A 27-year-old woman with a congenital exstrophic bladder and extensive surgical scarring, adhesions and complex anatomy came to Vanderbilt University Medical Center in early 2021 with a severe ureteral stricture. Rather than remove a kidney, two surgeons teamed up on a customized procedure that saved her kidney, created a functional ureter and restored urine flow – with low morbidity and a three-day recovery.
Vanderbilt surgeons Nicholas Kavoussi, M.D., an assistant professor of urology, and Aimal Khan, M.D., an assistant professor of colon and rectal surgery, credit their success to a history of collaboration and expertise in robotic surgery. “Most people would have removed the kidney or opened this patient up from chest to pubis to perform a complicated reconstruction,” Khan said.
“By using robotics to harvest small bowel tissue and connect it to her existing repurposed bowel tissue and the kidney, we were able to avoid that irreversible option in a minimally invasive manner,” Kavoussi said.
Surgical Landmines
Bladder exstrophy, a congenital condition where the bladder and related structures are everted through the ventral wall of the abdomen, occurs in one in 50,000 births. Surgical repair in infancy is not uniform and is widely understood to be extremely complex.

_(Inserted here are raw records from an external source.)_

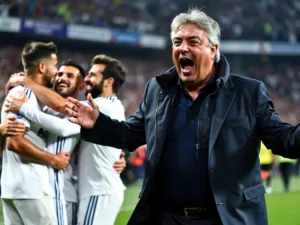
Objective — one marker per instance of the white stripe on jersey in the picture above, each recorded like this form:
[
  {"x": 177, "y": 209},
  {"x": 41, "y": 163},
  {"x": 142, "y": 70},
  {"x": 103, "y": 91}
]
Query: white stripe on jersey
[
  {"x": 20, "y": 178},
  {"x": 55, "y": 145},
  {"x": 58, "y": 126},
  {"x": 96, "y": 173}
]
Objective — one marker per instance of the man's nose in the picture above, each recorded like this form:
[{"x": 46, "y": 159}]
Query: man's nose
[{"x": 183, "y": 48}]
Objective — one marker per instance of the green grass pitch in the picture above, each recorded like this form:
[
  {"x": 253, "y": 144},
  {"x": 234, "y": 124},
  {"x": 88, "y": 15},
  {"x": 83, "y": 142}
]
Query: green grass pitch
[{"x": 283, "y": 208}]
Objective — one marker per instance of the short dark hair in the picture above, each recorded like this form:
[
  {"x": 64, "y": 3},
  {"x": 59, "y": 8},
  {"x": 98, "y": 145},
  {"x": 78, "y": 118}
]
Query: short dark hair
[
  {"x": 71, "y": 62},
  {"x": 34, "y": 52},
  {"x": 113, "y": 69}
]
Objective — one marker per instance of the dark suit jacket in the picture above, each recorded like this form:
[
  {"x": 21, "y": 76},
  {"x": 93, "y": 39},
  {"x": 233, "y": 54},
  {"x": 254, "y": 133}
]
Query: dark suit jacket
[{"x": 243, "y": 117}]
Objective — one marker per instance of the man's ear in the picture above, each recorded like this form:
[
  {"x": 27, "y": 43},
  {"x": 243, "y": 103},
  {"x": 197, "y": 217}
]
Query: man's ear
[
  {"x": 214, "y": 50},
  {"x": 81, "y": 87},
  {"x": 42, "y": 67},
  {"x": 109, "y": 82}
]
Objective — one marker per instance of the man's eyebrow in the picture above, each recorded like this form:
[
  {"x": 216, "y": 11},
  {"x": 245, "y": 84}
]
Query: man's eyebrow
[
  {"x": 194, "y": 37},
  {"x": 68, "y": 73},
  {"x": 189, "y": 38}
]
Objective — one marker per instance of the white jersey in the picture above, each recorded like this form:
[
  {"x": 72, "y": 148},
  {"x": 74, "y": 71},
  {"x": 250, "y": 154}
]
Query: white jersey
[
  {"x": 62, "y": 136},
  {"x": 96, "y": 173},
  {"x": 22, "y": 179}
]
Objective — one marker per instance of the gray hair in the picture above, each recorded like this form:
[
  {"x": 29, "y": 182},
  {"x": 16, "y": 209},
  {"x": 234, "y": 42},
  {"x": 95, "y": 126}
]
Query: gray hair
[{"x": 198, "y": 17}]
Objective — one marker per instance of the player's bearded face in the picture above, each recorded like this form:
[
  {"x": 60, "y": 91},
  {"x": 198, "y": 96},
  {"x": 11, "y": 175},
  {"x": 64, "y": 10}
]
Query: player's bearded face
[
  {"x": 48, "y": 78},
  {"x": 95, "y": 89}
]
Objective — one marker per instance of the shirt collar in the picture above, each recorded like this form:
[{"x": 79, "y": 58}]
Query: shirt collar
[{"x": 211, "y": 81}]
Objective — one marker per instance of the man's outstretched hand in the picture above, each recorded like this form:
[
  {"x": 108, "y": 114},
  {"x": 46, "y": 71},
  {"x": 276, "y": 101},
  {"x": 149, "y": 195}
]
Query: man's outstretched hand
[{"x": 82, "y": 114}]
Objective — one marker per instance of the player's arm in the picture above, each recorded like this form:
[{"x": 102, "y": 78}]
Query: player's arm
[
  {"x": 45, "y": 95},
  {"x": 282, "y": 138},
  {"x": 120, "y": 164},
  {"x": 20, "y": 145},
  {"x": 10, "y": 127},
  {"x": 101, "y": 129},
  {"x": 53, "y": 124}
]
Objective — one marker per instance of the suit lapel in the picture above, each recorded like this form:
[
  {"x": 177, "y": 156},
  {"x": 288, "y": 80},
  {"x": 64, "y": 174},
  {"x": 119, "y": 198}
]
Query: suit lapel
[
  {"x": 163, "y": 114},
  {"x": 224, "y": 103}
]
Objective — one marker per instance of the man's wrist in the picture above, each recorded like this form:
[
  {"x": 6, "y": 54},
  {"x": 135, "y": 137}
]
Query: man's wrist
[{"x": 51, "y": 160}]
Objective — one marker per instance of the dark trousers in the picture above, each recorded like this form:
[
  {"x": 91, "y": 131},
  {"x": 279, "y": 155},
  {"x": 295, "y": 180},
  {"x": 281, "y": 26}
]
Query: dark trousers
[
  {"x": 167, "y": 218},
  {"x": 286, "y": 171}
]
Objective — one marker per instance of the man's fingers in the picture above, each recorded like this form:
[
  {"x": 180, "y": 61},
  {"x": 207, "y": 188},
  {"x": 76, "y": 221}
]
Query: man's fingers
[
  {"x": 12, "y": 118},
  {"x": 122, "y": 155},
  {"x": 73, "y": 120},
  {"x": 71, "y": 106},
  {"x": 91, "y": 101},
  {"x": 72, "y": 100}
]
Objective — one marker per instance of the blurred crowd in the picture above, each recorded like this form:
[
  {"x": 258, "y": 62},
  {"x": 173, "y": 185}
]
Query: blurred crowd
[
  {"x": 273, "y": 20},
  {"x": 282, "y": 80}
]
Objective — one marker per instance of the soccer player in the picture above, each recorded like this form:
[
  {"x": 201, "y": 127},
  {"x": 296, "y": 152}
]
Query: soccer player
[
  {"x": 64, "y": 85},
  {"x": 26, "y": 191}
]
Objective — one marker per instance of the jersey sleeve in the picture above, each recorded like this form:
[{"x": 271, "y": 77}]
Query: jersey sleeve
[
  {"x": 112, "y": 109},
  {"x": 53, "y": 124},
  {"x": 17, "y": 93}
]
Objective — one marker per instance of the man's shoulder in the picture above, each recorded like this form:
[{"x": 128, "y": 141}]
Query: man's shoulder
[
  {"x": 18, "y": 90},
  {"x": 242, "y": 81}
]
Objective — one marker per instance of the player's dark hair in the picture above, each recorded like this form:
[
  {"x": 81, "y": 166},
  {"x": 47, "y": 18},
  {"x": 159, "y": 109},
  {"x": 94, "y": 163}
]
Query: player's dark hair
[
  {"x": 35, "y": 52},
  {"x": 113, "y": 69},
  {"x": 71, "y": 62}
]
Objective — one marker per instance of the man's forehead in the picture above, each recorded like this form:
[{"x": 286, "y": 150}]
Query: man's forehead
[
  {"x": 67, "y": 69},
  {"x": 188, "y": 30},
  {"x": 96, "y": 68},
  {"x": 54, "y": 57}
]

“When this patient was a young girl, she went through multiple reconstructive surgeries and ultimately ended up with an augmentation of her bladder using bowel tissue,” Kavoussi said. “Her ureteral scar tissue was extensive, involving most of her proximal ureter and renal pelvis where the kidney widens.”

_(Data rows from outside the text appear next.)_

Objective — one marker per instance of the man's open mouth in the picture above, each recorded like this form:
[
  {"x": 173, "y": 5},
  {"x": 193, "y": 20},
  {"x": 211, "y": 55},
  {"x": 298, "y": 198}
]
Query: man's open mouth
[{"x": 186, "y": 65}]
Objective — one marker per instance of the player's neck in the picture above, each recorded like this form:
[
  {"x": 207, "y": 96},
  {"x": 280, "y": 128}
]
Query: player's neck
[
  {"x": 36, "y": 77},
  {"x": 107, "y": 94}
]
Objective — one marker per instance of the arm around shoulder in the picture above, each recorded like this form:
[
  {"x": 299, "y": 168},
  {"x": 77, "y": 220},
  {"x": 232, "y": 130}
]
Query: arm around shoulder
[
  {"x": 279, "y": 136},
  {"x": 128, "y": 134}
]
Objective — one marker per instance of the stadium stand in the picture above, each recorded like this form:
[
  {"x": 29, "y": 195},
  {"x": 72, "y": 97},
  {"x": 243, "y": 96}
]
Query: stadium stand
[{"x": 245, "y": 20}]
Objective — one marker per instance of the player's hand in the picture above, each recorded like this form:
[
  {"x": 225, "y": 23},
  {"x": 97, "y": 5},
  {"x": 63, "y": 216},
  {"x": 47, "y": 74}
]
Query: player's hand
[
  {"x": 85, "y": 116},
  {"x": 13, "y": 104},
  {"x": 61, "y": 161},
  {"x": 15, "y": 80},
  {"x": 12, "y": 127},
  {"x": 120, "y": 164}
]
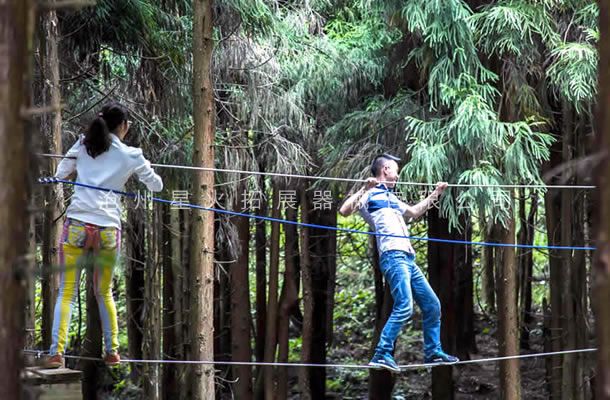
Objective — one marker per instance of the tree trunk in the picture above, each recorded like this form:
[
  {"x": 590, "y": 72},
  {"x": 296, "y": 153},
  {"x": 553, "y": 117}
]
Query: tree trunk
[
  {"x": 487, "y": 261},
  {"x": 567, "y": 311},
  {"x": 202, "y": 233},
  {"x": 261, "y": 288},
  {"x": 52, "y": 228},
  {"x": 92, "y": 346},
  {"x": 15, "y": 34},
  {"x": 222, "y": 305},
  {"x": 151, "y": 346},
  {"x": 602, "y": 254},
  {"x": 447, "y": 268},
  {"x": 272, "y": 305},
  {"x": 240, "y": 309},
  {"x": 289, "y": 299},
  {"x": 308, "y": 310},
  {"x": 323, "y": 258},
  {"x": 136, "y": 251},
  {"x": 552, "y": 214},
  {"x": 170, "y": 248},
  {"x": 381, "y": 382},
  {"x": 526, "y": 264},
  {"x": 508, "y": 317}
]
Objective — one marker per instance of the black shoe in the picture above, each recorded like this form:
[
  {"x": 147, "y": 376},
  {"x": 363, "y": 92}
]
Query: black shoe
[
  {"x": 384, "y": 361},
  {"x": 441, "y": 357}
]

The patient had a BMI over 30 and a history of kidney stones. Her (right) ureteral stricture was five centimeters long. “Had it been a short stricture, we could have cut the scar tissue and plugged the ureter back into itself,” Kavoussi said. To enable a workaround for draining urine, she had a nephrostomy tube percutaneously draining urine from her kidney and had been catheterizing through her umbilicus since she was child.
Her multiple prior surgeries complicated the planning. “Lots of times when we do reconstructions, we utilize the renal pelvis to make flaps that help constitute the new ureter during our reconstruction. But with all the scar tissue leading up to the renal pelvis, we couldn’t do that,” Kavoussi said. The fact that one bowel graft had already been harvested to reconstruct part of her bladder represented a further complication.
“We were able complete this surgery using only seven incisions, each under a centimeter. This is truly a minimally invasive surgery, with much less pain, faster recovery, and a lower risk of infection or hernia.”
Additional planning challenges had to be met. The renal pelvis, where the ureter normally attaches, had been scarred in a past surgery, leaving no patent opening for attachment. Another concern was that the patient had a previous bowel graft procedure that connected her ileum into her bladder (to increase its capacity) and that used her appendix as a drainage tube from her bladder to umbilicus. “These prior surgeries distorted her GI anatomy, adding to the complexity of an already challenging surgery,” Khan said.
The Ileo-calycostomy
The conventional option would have been to remove the kidney, eliminating the need for major reconstruction. The patient, however, wanted to keep both kidneys. To save the at-risk kidney, which filtered about 40 percent of her blood, the team tackled the challenge of harvesting more bowel and creating an ileal ureter.
Kavoussi and Khan performed the day-long procedure from two robotics stations. It began with the bowel harvest. “The challenge for me was to try to identify a healthy, 20-centimeter piece of bowel, detach it from the GI tract, and mobilize it toward the kidney,” Khan said.
In parallel, Kavoussi was working to expose the targets on the kidney. Once the graft was positioned, he removed the bottom 15 percent of the kidney. “I widened the base to reduce the risk that mucus produced by the ileal tissues would plug up the conduit,” he said.
“We were able complete this surgery using only seven incisions, each under a centimeter. This is truly a minimally invasive surgery, with much less pain, faster recovery, and a lower risk of infection or hernia,” Khan said.
A Definitive Treatment
The procedure restored the patient to her customary elimination through the umbilical region, without indwelling tubes, and supplied what the surgeons hope will be a definitive treatment.
Three months later, the patient is thriving and free of any nephrostomy tubes in her back. “The risks now are that she will develop mucus plugs or a potential blockage from scarring at the anastomotic site as her kidney changes over time,” Kavoussi said. “If she is going to have a big problem, it would be in the first couple of years. After that, we would expect her to be in the clear.”